Public health nutritionist Rosemary Stanton said the widespread uptake of the system by breakfast cereal companies and the low penalty given to sugar had lowered shopper confidence in the ratings.
“When Kellogg’s Nutri-Grain was reformulated and reduced its sugar to 26.7 per cent, which is still absurdly high, it got four stars,” she said.
Aine Markey, with Wren and Kit, says it’s worth paying more for taste and quality when it comes to fruit and vegetables. Photo: Daniel Munoz
“People can see through that, and the fact sugar now tops the list of interest may be causing many shoppers to reject any system that grants four stars to a product with so much sugar.”
She said health star ratings were meant to replace the food industry’s daily intake guide. Multiple food labels on packaging were confusing customers.
The research showed that, much more than health labels, the biggest factor influencing purchase decisions at the supermarket was taste, followed by the everyday price, discount and healthiness.
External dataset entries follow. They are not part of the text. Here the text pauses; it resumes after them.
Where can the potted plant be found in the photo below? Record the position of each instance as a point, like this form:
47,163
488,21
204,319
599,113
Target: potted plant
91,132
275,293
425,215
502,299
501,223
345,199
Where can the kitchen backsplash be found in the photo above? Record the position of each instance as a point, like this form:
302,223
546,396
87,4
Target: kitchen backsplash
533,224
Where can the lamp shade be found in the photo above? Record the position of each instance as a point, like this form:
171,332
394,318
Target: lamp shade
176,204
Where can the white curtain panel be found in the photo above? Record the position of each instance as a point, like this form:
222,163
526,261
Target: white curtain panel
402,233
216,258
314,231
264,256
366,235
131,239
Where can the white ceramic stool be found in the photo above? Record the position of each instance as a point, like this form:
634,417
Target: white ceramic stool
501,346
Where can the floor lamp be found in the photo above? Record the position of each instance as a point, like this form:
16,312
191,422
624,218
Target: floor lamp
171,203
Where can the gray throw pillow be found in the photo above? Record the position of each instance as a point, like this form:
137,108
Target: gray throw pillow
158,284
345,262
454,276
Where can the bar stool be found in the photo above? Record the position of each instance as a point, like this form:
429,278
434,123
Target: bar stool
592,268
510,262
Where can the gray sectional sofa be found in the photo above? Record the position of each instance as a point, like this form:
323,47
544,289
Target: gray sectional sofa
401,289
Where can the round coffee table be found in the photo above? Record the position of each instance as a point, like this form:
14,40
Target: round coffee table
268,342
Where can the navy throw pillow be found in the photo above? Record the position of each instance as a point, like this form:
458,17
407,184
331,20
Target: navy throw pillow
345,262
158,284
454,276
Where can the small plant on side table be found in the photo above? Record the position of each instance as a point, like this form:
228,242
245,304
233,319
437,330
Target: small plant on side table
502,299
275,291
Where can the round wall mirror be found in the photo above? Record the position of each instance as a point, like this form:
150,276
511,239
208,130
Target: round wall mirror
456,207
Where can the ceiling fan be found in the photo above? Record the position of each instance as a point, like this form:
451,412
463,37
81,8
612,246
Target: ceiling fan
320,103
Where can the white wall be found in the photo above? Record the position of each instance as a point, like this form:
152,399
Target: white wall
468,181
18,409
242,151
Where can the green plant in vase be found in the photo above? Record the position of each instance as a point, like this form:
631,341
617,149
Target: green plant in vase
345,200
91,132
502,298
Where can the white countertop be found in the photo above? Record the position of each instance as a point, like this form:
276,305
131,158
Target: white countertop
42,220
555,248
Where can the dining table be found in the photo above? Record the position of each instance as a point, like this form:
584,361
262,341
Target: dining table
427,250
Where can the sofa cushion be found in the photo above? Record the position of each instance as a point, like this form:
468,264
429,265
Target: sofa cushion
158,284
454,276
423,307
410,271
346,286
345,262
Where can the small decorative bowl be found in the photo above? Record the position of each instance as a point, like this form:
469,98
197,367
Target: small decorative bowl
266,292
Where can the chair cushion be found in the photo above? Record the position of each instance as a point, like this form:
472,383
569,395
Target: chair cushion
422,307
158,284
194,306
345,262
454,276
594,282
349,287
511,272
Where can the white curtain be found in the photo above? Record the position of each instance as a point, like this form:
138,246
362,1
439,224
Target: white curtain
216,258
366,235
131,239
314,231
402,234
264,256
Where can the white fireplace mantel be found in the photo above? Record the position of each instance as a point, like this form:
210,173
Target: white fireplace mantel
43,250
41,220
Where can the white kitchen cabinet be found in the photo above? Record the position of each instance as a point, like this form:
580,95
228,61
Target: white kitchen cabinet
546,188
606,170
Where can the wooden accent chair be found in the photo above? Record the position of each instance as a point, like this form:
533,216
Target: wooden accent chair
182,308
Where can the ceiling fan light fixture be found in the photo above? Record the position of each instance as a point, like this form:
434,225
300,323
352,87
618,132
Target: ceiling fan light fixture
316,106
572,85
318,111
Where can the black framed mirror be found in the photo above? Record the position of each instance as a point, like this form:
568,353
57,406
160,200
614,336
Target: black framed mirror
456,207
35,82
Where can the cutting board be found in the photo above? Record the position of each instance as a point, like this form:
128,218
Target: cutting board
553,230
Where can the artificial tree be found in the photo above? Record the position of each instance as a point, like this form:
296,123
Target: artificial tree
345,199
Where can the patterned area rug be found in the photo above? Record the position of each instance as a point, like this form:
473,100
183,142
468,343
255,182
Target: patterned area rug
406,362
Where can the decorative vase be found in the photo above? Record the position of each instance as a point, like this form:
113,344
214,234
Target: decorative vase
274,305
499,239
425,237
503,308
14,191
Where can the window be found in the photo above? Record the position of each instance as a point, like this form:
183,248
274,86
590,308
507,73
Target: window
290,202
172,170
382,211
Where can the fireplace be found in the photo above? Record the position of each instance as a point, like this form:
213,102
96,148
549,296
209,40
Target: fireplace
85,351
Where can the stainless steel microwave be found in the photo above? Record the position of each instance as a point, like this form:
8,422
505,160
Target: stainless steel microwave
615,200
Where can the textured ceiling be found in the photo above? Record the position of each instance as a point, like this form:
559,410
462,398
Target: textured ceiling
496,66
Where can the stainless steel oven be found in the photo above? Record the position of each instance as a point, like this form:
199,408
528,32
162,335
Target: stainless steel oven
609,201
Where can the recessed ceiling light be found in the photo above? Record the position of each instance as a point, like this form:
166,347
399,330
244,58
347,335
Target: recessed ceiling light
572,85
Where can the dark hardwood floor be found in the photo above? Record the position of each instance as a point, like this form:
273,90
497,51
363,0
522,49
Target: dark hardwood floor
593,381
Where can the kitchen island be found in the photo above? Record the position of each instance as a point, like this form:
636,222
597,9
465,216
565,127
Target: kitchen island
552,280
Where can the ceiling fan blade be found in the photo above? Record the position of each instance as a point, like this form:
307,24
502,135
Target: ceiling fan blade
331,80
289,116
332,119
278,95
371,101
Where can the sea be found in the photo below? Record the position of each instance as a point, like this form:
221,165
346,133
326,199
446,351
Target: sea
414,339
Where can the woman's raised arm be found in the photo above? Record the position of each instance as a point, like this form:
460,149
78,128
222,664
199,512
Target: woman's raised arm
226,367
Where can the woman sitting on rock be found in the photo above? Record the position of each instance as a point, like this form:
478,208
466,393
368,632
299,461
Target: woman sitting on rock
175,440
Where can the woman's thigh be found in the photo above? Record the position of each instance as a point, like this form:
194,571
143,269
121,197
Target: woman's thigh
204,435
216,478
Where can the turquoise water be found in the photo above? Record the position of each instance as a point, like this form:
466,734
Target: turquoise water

“The household budget is, of course, a consideration, but taste is the highest priority,” said Kathy Benson, research director at Ipsos. “People just aren’t willing to compromise on the taste.”
The Ipsos research showed taste was a bigger influence than everyday and discounts prices on grocery shoppers. Photo: Getty Images
Retail expert Gary Mortimer from Queensland University of Technology said grocery shopping was a low-involvement, routine task that had shoppers looking for simple cues to help them make quick decisions.
“We’re basing our decision on previous purchase history, like what we’ve eaten and tasted, on the brand, because they’re promoted so strongly, and then we look at the price,” he said.
The federal government will spend $5.3 million on promoting health star ratings in the next two years.
While the top purchase influencers were in harmony with existing consumer research, Dr Mortimer questioned the finding that packaging had the least amount of impact on buying decisions.
“Experiments have shown, if you give someone an unpackaged and premium-packaged biscuit, they think the packaged one tastes better, even though they’re the same,” he said.
He said the data most likely reflected a “response bias”, when survey respondents didn’t realise the power of packaging.
“I’d say they were initially drawn by the packaging but, because they’ve trialled and become loyal to a product, routinely and habitually buying it, they’re no longer affected by it,” he said.
Mother-of-two Aine Markey, from Randwick, said she tended to buy groceries based on price, but not when it came to fruit and vegetables.
“They say ‘buy cheap, buy twice’, but I find cheaper fruits and vegetables go off quicker or they’re drier,” said Ms Markey, mother of Wren, aged three, and Kit, aged 13 months. “Taste and quality are worth paying for.”
Concerning the health star rating, Rural Health Minister Fiona Nash said the two-year-old system was working and ratings now appeared on 3000 products and public awareness was more than 50 per cent.
The government will inject an extra $5.3 million in the next two years to promote the system, which is up for review this year.
“The Coalition government isn’t in the business of dictating diet to Australians but we can give them the tools to make healthier choices and that’s what we’ve done,” she said.
Earlier this year, consumer group Choice accused Nestle and Kellogg of using the star-ratings system to “health-wash” their products, after Nestle’s Milo drinks displayed 4.5 stars, based on it being prepared with skim milk. On its own, Milo is only rated 1.5 stars.
A Nestle spokeswoman said the rating was appropriate because Milo was regularly consumed with a glass of skim milk.
Dr Stanton said the system needed to be tweaked to restore confidence. “I wouldn’t allow it on drinks or snack foods,” she said.
Mark Lawrence, professor in public health nutrition at Deakin University, also said ratings should not be used for treat foods.
“We should put warnings on discretionary foods,” he said.